Machst du jetzt hier den Sarrazin? Seit Jahrzehnten landet ein hoher Anteil der Migrantenkinder auf der Hauptschule, unabhängig davon, dass ihre Eltern hart arbeiten arbeiteten (und sie haben wirklich hart gearbeitet). Sicherlich handelt es mehrheitlich um bildungsferne Familien, aber legitimiert dies, ihren Kindern ein adäquate Bildung vorzuenthalten?

Zum Abschluß
Das Thema Bildungbenachteiligung wird schon seit den 60er Jahren behandelt. Der Begründer dieser Verschwörungstheorie ist ein gewisser Ralf Dahrendorf (sagt der dir was?).
http://de.wikipedia.org/wiki/Katholische_Arbeitertoc…

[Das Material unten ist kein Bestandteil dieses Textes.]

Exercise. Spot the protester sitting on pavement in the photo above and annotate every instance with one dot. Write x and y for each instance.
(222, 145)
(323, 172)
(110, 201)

Seit damals versuchen progressive Kräfte das Schulsystem irgendwie zu reformieren, um breiten Schichten eine höhere Bildung zu vermitteln.
Seit damals versuchen konservative Kräfte das Schulsystem so zu erhalten, dass eine klare Abgrenzung gesellschaftlicher Funktionen erhalten bleibt.

Gruß
Carlos

Hallo auch,

Da meine Soundkarte streikt, kann ich’s mir nicht ansehen. Du
kannst mir aber sicher ein paar Fragen dazu beantworten?

Klar. Wobei mein Zitat eine Grafik ist, die man auch ohne Ton sehen kann.

Wurde das millieuabhängig untersucht? Oder quer über die ganze
Bevölkerung? Wenn zweiteres, steckt da vermutlich ein
wunderbarer stastistischer Fehler drin - denn die türkische
Bevölkerung setzt sich anders zusammen als die deutsche, was
daran liegt, daß damals überwiegend Gastarbeiter nach
deutschland kamen und keine Gastakademiker.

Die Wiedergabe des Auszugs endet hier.